The 2015 version of the Canadian Centre for Policy Alternatives report on CEO pay by Hugh Mackenzie revealed a substantial increase in average pay from the year before. The comparison to the pay of employees and all Canadians, who own shares in all these companies through their pension plans, mutual funds ETFs or directly, is shockingly out of whack. Companies justify this through incredibly complex schemes (got to Sedar.com and download a sample Management Information Circular aka Proxy Circular) that basically use peer comparison to benchmark.
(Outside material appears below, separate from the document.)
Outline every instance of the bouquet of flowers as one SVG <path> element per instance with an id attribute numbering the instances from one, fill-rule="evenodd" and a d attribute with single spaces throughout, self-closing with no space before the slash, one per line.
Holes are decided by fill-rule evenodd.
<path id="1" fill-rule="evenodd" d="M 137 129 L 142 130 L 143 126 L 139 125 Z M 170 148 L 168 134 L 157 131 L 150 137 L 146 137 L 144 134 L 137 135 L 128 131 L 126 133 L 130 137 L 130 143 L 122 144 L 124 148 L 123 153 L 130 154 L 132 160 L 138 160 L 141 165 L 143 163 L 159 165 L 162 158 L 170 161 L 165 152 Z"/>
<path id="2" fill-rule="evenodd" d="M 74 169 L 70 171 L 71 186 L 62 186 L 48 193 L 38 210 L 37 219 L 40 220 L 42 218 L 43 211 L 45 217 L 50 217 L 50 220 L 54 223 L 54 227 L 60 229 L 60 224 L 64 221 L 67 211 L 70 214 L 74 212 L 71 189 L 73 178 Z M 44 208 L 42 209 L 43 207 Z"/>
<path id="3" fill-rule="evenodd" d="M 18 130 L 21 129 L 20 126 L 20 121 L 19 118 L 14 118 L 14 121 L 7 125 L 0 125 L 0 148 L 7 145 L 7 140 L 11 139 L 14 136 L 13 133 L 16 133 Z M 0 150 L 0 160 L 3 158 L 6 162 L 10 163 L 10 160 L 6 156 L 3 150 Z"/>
So ... let's benchmark this:
  • BBC reports that in 2014 Apple CEO Tim Cook received total compensation of $9.2 million. Apple is the world's largest company (by far ahead of #2 Exxon), with a market cap of $659.21 billion. His pay was 9.2/659210 = 0.0014% of market cap. Cook is not exactly working for peanuts by CEO standards though. in 2013 he earned $73.9 million US, which is about $81.3 million CAD (mostly from stock options), or 0.0123% of market cap.
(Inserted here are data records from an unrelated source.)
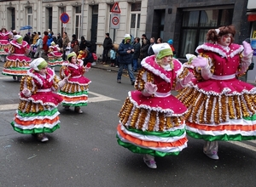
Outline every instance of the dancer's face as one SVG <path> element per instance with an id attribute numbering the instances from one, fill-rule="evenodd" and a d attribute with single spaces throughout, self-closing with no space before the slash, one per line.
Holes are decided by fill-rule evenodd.
<path id="1" fill-rule="evenodd" d="M 71 63 L 75 64 L 76 62 L 77 62 L 77 57 L 73 56 L 73 57 L 71 58 Z"/>
<path id="2" fill-rule="evenodd" d="M 171 63 L 172 60 L 172 55 L 165 56 L 162 59 L 161 65 L 169 65 Z"/>
<path id="3" fill-rule="evenodd" d="M 231 42 L 232 34 L 226 34 L 220 37 L 218 43 L 223 46 L 229 46 Z"/>
<path id="4" fill-rule="evenodd" d="M 42 69 L 39 71 L 39 74 L 41 74 L 41 75 L 45 75 L 46 72 L 47 72 L 47 66 L 42 68 Z"/>

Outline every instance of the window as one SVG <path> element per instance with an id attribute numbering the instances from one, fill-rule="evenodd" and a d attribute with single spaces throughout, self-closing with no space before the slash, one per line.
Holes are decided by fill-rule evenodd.
<path id="1" fill-rule="evenodd" d="M 186 54 L 194 54 L 198 45 L 207 42 L 206 35 L 210 29 L 231 25 L 232 18 L 232 7 L 184 9 L 178 57 L 184 58 Z"/>
<path id="2" fill-rule="evenodd" d="M 26 8 L 26 25 L 32 27 L 32 7 Z"/>
<path id="3" fill-rule="evenodd" d="M 75 20 L 74 20 L 74 33 L 77 39 L 80 38 L 80 26 L 81 26 L 81 6 L 75 7 Z"/>
<path id="4" fill-rule="evenodd" d="M 140 36 L 139 29 L 141 24 L 141 3 L 131 4 L 130 34 L 134 37 Z"/>

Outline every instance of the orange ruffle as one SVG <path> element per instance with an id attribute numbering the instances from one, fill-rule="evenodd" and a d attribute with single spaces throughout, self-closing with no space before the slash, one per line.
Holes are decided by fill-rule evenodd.
<path id="1" fill-rule="evenodd" d="M 252 131 L 256 130 L 256 124 L 254 125 L 218 125 L 218 126 L 207 126 L 204 124 L 196 124 L 194 122 L 186 122 L 187 126 L 190 128 L 195 128 L 200 130 L 206 130 L 206 131 L 224 131 L 224 130 L 230 130 L 230 131 Z"/>
<path id="2" fill-rule="evenodd" d="M 133 136 L 131 136 L 129 134 L 125 133 L 122 130 L 121 130 L 121 126 L 118 125 L 117 127 L 117 130 L 119 132 L 119 133 L 120 134 L 121 137 L 123 137 L 124 139 L 129 140 L 130 142 L 139 145 L 139 146 L 144 146 L 144 147 L 178 147 L 178 146 L 182 146 L 187 141 L 187 138 L 184 137 L 176 142 L 154 142 L 154 141 L 145 141 L 145 140 L 142 140 L 142 139 L 138 139 L 137 138 L 134 138 Z"/>
<path id="3" fill-rule="evenodd" d="M 79 96 L 79 97 L 68 98 L 68 97 L 61 95 L 61 97 L 63 98 L 63 100 L 65 100 L 67 102 L 81 101 L 81 100 L 87 100 L 88 99 L 88 97 L 86 97 L 86 96 Z"/>
<path id="4" fill-rule="evenodd" d="M 17 115 L 15 115 L 15 116 L 17 116 Z M 56 116 L 55 118 L 54 118 L 52 120 L 44 118 L 43 120 L 34 119 L 33 121 L 20 121 L 20 119 L 15 117 L 15 123 L 17 123 L 19 125 L 30 126 L 30 125 L 32 125 L 32 123 L 33 125 L 44 125 L 45 123 L 54 124 L 55 122 L 57 122 L 59 119 L 60 119 L 60 117 Z"/>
  • According to the Mackenzie report, the top CEO earner in Canada, Gerry Schwartz of Onex, took in $87.917 million in 2013. Onex's market cap is $7.67 billion. If we apply the Apple Cook percent as benchmark, Schwartz should have earned roughly 0.0014% x $7670 = $107,000 in 2014. Even at 2013 rates for Cook, Schwartz would deserve only $938,000. We'll be watching with high expectations in early April when Onex's 2015 Proxy Circular is filed with 2014 actuals.
Mackenzie is coming at the issue from from an ideologically leftist viewpoint, so those who merely want to invest profitably may want to read investment author and industry insider James Montier's investor-centered case against CEO pay run amok, which he ascribes to a faulty corporate philosophy of shareholder value maximization. One of his conclusions: "
Shareholder’s Lesson
Firstly, SVM has failed its namesakes: it has not delivered increased returns to shareholders in any meaningful way,
and may actually have led to poorer corporate performance!"

Disclosure: I own zero Onex shares and won't be buying any soon, given the pathetic earnings history of the company. I own Apple shares inside the PRF ETF.